Nearly 7 years ago, I wrote a post on how to run a development team. Recently, I was talking to someone who needed to run a team which wasn’t focused on software development. I told him that the same basic principles applied, but instead of focusing on the theory I simply laid out the practice. Re-reading the old post I realized that while I had conveyed the strategy that had worked for me and others, I had left out any specific tactical details.
Time to fix that by presenting the 4 things you must have to run a team effectively. You may decide to add other aspects to optimize for your specific situation but these are the items which are either in place or causing you trouble.

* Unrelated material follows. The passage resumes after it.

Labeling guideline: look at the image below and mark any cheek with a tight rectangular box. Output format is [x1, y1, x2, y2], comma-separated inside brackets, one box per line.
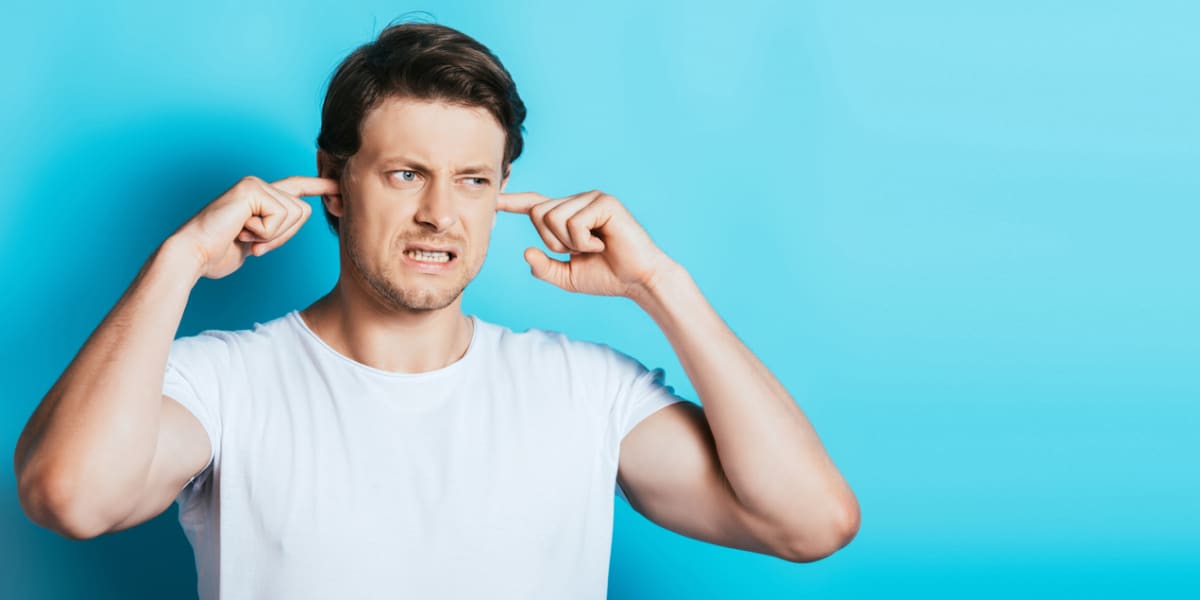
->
[468, 210, 496, 250]
[347, 216, 401, 264]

A backlog is simply a prioritized list of everything you know that needs to happen. Prioritization is key – in the absence of further instruction, a team member should be able to pull the highest priority item from the list to work on and know that it’s the right thing to do.
2. In Progress List
To run a team, you need to know what’s in progress. If you (and others) don’t know what’s being worked on, then you aren’t really managing. The easier it is for you, and the team, to see what’s in progress the better the chances of catching the “Whoa, why is that happening now!” moments before someone wastes time on the wrong thing.
3. Blocked Indicator
Almost as important as prioritizing the backlog of work, blocked items are where a manager can really shine. When a team member marks an item as blocked, it’s a way for them to say, “I can’t work on this further until _____ happens”. The faster you can make ______ happen, the better off the team is. Sometimes it doesn’t fall on you, there are outside influences like other teams, clients, vendors, etc. – know the difference. Read every blocked item and ask yourself if there’s some way in which you can help. Also, since the backlog is prioritized, a team member should be able to roll from a blocked item to the next item smoothly.
4. Finished Indicator
I’ve been surprised on numerous occasions to find out that a team has no “public” way to indicate that a task is finished nor see what other items are finished. The rational I’ve usually heard (and it’s almost always smaller teams and companies) is that finishing is what counts and the manager is usually informed. This sets up a communications bottleneck where everyone has to check with the manager to get overall status or (more likely) no one really pays attention to what’s getting completed. Having a way for everyone on the team to know what’s done not only gives the group a feeling for where projects stand, it also allows for the “Hold on there, Sparky – that’s not actually done because you forgot _____”. This is more common where projects have lots of dependencies amongst the tasks.
There are dozens of good options (and hundreds of bad ones) for tools to make this easy. My tool of choice for a team which is starting from scratch is Trello. Create 3 lists: Backlog, In Progress, and Done. Add one label called Blocked and make it red. Boom! In 5 minutes (literally) you are now ready to start prioritizing and monitoring work while keeping an eye out for blockages. A lot of teams will later “graduate” to a more formal system, but getting the initial mechanics in place is critical and you don’t want to spend hours or days hunting around for the “perfect” solution until you’ve got things humming along enough that more advanced functionality makes sense.
If you feel your work day is too chaotic or your team could be performing more efficiently, chances are you’re missing one of the 4 items above. Do yourself and your crew a favor and put just a little process in place so you can start to troubleshoot and stabilize.